Calvin Blackman Bridges Unconventional Geneticist (1889-1938)


← Press coverage of Calvin in the Brooklyn Daily Eagle, December 5, 1930. It describes a “double female” bred by Bridges that “demonstrated his theory that individual sex depends on the balance maintained by male and female ‘genes’.”
Courtesy of Cold Spring Harbor Laboratory Archives

Controversy – social, political, and scientific – was also a part of Calvin’s life. He was an early supporter of the nascent birth control movement, following through with his own vasectomy. Bridges’ romantic life was also an item of controversy. Ed Novitski recounts Theodosius Dobzhansky’s discussing “with relative strangers and in a joking way details of Bridges’ romantic affairs. I heard these first from Dobzhansky in 1938 in the mess hall at Cold Spring Harbor…” And Morgan, ever protective of Bridges, is famously said to have destroyed his very personal papers after this death.

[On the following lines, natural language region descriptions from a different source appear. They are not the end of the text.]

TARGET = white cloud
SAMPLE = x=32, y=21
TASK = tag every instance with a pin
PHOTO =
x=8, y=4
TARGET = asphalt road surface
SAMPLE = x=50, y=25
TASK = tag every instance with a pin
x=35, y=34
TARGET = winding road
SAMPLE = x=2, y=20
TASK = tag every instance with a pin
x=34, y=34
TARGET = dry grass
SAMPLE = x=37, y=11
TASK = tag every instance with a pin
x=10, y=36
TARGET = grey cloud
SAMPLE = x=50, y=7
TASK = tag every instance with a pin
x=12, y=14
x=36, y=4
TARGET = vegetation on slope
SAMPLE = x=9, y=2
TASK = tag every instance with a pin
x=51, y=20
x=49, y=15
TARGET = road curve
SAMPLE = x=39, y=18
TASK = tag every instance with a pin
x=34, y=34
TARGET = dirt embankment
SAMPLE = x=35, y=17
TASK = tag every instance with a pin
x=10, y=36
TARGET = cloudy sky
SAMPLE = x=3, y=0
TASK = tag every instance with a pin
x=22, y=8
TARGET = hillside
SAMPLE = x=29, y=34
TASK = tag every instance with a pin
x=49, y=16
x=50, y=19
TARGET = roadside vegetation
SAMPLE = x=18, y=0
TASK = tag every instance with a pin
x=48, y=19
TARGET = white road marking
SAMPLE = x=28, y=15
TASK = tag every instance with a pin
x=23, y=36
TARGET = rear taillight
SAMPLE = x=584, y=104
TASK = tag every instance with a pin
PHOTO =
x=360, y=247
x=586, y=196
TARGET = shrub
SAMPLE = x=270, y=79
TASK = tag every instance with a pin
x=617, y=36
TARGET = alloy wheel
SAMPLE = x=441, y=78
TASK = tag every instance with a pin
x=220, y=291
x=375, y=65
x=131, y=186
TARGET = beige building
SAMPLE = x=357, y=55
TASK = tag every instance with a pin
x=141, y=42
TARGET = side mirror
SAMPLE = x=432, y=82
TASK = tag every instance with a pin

Bridges’ political interests are less well known. He had an interest in the U.S.S.R. and he visited there in October of 1931 through May 1932 to lecture and then in the autumn of 1933 at the Institute of Genetics in Leningrad, where he worked with geneticist Alexandra Prokofyeva (1903–1984), who later became an assistant to H.J. Muller. In a December 2, 1931 letter home, and published in the Plattsburgh Daily Press, Bridges described speaking in a hall before 4000 people with the speech broadcast “by the state broadcasting system for all Russia.” He did not fail to mention that when he visited the Marinsky Theatre, “The girls of the ballet are handsome.” And he describes being at the November 7th anniversary of the revolution. “More than a million people were in the procession. I was given an arm band to captain the Genetics Laboratory brigade – but I was taken …to the reviewing stand so I saw it roll by at my feet. I have pictures of it, if my camera worked right… The Stand was symbolic — a huge figure of a red soldier holding back the armies of the attacking capitalist enemies.”

Right before his death, and while he was quite ill, Calvin was writing to novelist and friend Theodore Dreiser to get food and medical relief moving to the insurgent soldiers fighting Franco in the Spanish Civil War. He was particularly intent that they get supplies of brewer’s yeast to keep up their strength. Oddly, he added that “I have been raising my flies for years on no other food.” Flies and men – apparently all the same to Calvin!

On the scientific side, because Bridges was a clearinghouse of sorts for much new information about advances in the Drosophila world, especially in sending out fly stocks to other investigators; he often knew about developments before they were published. And because he was often covered in the popular press – he was a media darling of the day – he sometimes mistakenly got credit for discoveries that were not his initially, most notably the bar eyes duplication (H.J. Muller) and the discoveries about the genetic significance of Drosophila salivary gland chromosomes (T.S. Painter 1889–1969).

Muller published his findings that the bar eye was caused by a duplication of a chromosomal segment and not by a mutation in a the January 25 issue of the Bulletin of Academy of Sciences of the U.S.S.R., after presenting these findings on December 26, 1935 – he was working in the U.S.S.R. at the time. Bridges rushed his findings into the February 28, 1936 of the journal Science. The New York Times recounted the discoveries in a March 29, 1936, article “Scientist Creates New Forms of Life.” Muller believed that his results had been passed along to Bridges after he presented them in Moscow.

Time magazine in a 1936 article entitled “Genes Seen?” described Bridges’s work with salivary gland chromosomes. Theophilus Painter had discovered a staining technique that emphasized the bands on these chromosomes, which had been discovered in 1933 by two German scientists, E. Heitz and Hans Bauer. Painter, who was at the University of Texas, had hoped to keep the technique for only his use, but Muller, who was also there, picked up on the technique and trained Alexandra A. Prokofyeva in its use.

Calvin, also seeing the value of this technique, quickly improved upon it, identified these chromosomes as being polytene, and started locating genes on the giant chromosomes. Demerec, sensing the opportunity for cooperation in undertaking this massive task, wrote to Painter suggesting a collaboration. This did not sit well with Painter. He wrote to Demerec “with point-blank frankness” on October 20, 1934 that 12 members of his lab were “working literally day and night on various problems opened up by the new tool.” He thought that Demerec and Bridges should concentrate on the Drosophila Information Service instead. Demerec responded a few days later that he “would proceed with plans for a cooperation between laboratories interested in salivary gland chromosomes” and Painter could join if he wanted to. Undoubtedly Bridges was quick to realize the significance of such discoveries; and he was schooled in the Fly Room custom of sharing information freely and so was undaunted by Painter’s attempts to keep the work to himself. In 1934, Painter had mapped about 1000 bands on the salivary gland chromosomes, but Bridges had mapped 3500 bands in 1935 and thousands more in subsequent years.